Social molecule disrupted in autism mouse model

Mice missing the autism-linked gene CNTNAP2 have broad defects in their oxytocin system, according to research presented Tuesday at the Society for Neuroscience annual meeting in New Orleans. Treatment with oxytocin alleviates social deficits in these mice.

By Jessica Wright
17 October 2012 | 3 min read

This article is more than five years old.

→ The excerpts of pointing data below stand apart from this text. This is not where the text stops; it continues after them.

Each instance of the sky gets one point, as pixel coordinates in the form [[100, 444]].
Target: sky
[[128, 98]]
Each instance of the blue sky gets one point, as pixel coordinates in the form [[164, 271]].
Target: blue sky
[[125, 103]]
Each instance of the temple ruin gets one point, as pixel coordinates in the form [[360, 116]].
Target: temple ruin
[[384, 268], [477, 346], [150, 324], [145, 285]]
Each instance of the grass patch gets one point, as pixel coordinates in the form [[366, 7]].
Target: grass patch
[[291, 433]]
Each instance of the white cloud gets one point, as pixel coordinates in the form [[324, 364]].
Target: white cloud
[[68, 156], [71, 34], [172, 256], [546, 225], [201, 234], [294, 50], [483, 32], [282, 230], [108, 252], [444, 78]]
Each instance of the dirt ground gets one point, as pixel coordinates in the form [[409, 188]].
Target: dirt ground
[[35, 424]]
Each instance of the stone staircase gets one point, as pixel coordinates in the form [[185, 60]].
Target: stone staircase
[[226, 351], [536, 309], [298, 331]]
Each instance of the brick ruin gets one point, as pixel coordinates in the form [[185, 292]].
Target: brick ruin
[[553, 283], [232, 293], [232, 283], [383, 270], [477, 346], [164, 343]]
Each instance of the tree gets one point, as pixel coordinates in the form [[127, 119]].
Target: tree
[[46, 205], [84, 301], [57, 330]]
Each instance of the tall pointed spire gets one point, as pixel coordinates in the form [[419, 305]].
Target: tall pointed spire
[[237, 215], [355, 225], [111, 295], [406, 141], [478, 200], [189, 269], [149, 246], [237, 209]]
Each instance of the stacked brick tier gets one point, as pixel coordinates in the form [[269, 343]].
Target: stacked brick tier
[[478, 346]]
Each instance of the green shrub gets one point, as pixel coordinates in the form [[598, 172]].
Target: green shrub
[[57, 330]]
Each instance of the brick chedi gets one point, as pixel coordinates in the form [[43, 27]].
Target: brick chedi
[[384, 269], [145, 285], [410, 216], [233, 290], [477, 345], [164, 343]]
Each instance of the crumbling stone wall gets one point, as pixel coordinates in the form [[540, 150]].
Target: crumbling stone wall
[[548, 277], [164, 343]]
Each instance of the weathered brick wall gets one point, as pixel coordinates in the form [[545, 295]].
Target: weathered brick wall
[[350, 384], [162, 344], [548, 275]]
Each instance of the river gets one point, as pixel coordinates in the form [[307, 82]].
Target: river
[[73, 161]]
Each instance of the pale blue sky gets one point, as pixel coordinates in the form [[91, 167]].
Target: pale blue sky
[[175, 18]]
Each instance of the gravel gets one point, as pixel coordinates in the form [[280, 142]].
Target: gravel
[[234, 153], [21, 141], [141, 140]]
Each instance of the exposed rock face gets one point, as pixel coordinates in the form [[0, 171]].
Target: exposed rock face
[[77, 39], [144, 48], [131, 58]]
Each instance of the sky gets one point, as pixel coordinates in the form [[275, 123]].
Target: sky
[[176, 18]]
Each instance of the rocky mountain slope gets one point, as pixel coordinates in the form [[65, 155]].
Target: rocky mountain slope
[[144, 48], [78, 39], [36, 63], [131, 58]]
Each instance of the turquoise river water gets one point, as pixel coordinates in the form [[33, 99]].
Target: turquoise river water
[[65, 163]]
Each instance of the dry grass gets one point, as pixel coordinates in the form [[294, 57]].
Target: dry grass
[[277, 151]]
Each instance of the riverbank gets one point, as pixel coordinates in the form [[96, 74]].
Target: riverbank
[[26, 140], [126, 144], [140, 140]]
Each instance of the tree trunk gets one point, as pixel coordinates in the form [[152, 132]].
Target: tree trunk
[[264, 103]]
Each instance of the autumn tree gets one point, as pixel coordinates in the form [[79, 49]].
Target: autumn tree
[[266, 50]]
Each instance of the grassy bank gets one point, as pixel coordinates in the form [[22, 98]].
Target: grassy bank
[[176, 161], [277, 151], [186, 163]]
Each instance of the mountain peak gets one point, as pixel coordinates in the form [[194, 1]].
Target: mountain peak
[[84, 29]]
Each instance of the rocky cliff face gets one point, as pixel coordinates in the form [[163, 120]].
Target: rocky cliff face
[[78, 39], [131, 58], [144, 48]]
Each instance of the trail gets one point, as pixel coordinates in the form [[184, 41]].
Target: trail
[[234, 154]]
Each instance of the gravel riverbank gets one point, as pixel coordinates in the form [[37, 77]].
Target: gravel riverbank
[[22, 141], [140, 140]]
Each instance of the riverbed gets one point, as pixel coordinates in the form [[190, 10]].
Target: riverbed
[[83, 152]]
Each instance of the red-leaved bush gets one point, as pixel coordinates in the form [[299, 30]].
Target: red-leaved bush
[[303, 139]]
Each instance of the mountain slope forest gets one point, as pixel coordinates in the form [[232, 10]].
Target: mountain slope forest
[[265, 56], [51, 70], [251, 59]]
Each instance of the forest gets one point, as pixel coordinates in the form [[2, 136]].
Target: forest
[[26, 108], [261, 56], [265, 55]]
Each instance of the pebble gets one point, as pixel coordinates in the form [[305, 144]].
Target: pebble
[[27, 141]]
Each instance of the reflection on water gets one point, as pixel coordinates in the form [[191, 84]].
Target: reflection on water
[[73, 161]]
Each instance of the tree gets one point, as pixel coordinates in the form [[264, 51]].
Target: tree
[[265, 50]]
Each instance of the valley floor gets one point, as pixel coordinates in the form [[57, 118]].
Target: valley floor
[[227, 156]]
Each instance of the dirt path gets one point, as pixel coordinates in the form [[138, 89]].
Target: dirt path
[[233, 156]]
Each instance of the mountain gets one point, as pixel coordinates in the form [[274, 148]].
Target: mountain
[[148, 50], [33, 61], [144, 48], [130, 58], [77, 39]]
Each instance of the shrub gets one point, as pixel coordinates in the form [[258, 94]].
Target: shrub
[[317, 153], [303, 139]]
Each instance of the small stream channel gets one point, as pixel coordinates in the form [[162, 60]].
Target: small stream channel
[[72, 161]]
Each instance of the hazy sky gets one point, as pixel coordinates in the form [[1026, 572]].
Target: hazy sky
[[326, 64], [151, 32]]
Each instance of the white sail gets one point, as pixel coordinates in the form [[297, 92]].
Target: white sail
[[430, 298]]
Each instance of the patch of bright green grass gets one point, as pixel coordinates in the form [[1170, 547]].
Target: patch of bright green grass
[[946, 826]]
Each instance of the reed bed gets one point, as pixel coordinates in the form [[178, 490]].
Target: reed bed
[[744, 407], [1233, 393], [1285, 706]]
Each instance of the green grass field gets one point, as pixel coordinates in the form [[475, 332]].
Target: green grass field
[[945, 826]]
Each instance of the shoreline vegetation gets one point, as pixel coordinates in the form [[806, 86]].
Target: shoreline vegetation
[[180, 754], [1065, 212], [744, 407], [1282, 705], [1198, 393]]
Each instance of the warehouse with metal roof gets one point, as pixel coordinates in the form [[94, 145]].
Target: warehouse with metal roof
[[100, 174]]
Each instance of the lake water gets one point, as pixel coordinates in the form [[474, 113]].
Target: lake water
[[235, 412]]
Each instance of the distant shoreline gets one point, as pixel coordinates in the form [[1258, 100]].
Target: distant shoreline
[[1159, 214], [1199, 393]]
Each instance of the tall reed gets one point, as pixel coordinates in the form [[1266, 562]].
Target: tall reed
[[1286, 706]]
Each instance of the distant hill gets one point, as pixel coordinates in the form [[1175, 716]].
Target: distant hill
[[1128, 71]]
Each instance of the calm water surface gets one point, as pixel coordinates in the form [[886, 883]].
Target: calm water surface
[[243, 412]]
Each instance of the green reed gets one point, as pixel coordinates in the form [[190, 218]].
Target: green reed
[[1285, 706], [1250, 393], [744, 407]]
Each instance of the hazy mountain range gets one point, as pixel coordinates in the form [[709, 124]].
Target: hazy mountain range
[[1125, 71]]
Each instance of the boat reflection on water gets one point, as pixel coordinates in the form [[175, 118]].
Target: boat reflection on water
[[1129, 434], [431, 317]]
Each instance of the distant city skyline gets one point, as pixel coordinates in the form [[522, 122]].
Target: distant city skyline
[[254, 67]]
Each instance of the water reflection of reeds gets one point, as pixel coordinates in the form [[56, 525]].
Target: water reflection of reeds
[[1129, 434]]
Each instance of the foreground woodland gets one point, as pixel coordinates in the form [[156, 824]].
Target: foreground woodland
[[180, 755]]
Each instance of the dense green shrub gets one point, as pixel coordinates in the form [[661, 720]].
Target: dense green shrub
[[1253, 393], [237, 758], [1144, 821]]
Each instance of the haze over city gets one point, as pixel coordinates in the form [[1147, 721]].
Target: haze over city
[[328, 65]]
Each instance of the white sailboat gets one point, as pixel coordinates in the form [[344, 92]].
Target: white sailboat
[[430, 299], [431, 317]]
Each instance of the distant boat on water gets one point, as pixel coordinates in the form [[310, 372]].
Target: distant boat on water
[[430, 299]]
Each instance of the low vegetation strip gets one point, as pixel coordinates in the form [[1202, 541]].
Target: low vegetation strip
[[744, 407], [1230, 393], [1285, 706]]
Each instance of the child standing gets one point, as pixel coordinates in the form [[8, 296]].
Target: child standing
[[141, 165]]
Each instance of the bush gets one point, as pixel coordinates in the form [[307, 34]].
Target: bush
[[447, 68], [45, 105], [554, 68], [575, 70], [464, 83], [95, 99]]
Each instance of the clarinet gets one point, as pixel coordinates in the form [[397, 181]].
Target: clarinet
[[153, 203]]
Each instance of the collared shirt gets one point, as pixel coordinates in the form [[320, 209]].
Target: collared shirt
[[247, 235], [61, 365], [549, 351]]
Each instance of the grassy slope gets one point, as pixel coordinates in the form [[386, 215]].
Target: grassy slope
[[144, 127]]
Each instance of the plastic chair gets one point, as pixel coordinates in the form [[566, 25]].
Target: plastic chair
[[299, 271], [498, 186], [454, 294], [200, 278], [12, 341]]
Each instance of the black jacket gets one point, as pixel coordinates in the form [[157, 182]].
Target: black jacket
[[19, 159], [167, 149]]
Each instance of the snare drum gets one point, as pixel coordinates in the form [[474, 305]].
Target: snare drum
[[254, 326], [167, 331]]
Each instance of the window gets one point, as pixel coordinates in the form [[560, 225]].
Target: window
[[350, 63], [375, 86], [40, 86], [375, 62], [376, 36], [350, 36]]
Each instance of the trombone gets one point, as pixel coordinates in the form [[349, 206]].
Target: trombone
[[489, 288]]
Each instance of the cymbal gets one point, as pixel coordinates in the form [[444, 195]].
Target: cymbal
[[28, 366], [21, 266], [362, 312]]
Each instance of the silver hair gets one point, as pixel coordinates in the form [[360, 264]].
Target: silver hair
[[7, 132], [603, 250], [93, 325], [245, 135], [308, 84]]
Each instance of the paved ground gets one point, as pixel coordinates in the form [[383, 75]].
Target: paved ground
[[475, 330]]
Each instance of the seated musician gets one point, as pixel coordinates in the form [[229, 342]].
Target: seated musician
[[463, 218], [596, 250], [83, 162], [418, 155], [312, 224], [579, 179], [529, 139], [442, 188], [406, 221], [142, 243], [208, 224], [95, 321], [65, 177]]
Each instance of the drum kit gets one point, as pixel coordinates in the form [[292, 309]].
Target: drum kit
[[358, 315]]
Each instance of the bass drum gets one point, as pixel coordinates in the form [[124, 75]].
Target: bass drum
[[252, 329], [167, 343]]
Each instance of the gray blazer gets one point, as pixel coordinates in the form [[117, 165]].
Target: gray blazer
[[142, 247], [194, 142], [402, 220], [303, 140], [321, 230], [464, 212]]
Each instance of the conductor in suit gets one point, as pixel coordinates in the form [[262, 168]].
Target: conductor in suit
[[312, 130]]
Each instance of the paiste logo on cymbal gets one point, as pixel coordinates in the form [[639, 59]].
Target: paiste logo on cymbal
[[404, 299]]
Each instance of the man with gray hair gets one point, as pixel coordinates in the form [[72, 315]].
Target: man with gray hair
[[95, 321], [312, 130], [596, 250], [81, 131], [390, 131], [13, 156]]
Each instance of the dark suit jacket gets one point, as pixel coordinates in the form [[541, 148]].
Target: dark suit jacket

Neuroscience—and science in general—is constantly evolving, so older articles may contain information or theories that have been reevaluated since their original publication date.

Solitary state: Mice lacking CNTNAP2 (top) do not socialize with other mice in their cage, as controls do (bottom).

Mice missing the autism-linked gene CNTNAP2 have broad defects in their oxytocin system, according to research presented Tuesday at the Society for Neuroscience annual meeting in New Orleans. Treatment with oxytocin alleviates social deficits in these mice.

Oxytocin is often dubbed the ‘love hormone’ because of its role in mother-child and mating bonds and its ability to enhance trust. It is also touted as a promising treatment for autism, although there is mixed evidence of its involvement in the disorder.

This study is the first to identify a problem in the oxytocin system in a mouse model of the disorder.

Mutations in CNTNAP2 have been linked to autism, intellectual disability and language delay. Loss of both copies of the gene leads to seizures, intellectual disability, a lack of language and, often, autism.

Last year, researchers reported that mice lacking CNTNAP2 have autism-like features. They show little interest in other mice and obsessively groom themselves, reminiscent of the social deficits and repetitive behaviors seen in individuals with the disorder. When treated with risperidone, which alleviates repetitive behaviors in people with autism, the CNTNAP2 mutant mice groom less.

In the new study, Olga Peñagarikano, assistant researcher in the laboratory of Daniel Geschwind, screened candidate drugs for autism, including oxytocin, in these mice.

The mutant mice treated with oxytocin are as social as controls, she found. But the mice have less oxytocin in the brain than controls do. It is not clear whether this is because their neurons make less oxytocin or because they have fewer oxytocin-producing neurons, says Peñagarikano.

The mice also have more oxytocin receptors in one brain region than controls do.

The results should be interpreted with caution because oxytocin can affect many pathways in the brain, says Emanuel DiCicco-Bloom, professor of neuroscience at Rutgers University in New Jersey, who was not involved with the work. “But with the defined changes in the receptor,” he says, “the case may be argued rather strongly for a specific effect in this case.”

Oxytocin has no effect on the controls. This is consistent with studies showing that oxytocin improves empathy only in people who have some social deficits.

The results suggest that abnormalities in levels of oxytocin could underlie social deficits in people with autism, says Peñagarikano. They also show that the CNTNAP2 mouse can help screen drugs for the disorder.

For more reports from the 2012 Society for Neuroscience annual meeting, please click here.

Correction: This article has been modified from the original. An earlier version reported that the mice have fewer oxytocin receptors in the brain than controls do, when in fact they have more in one brain region.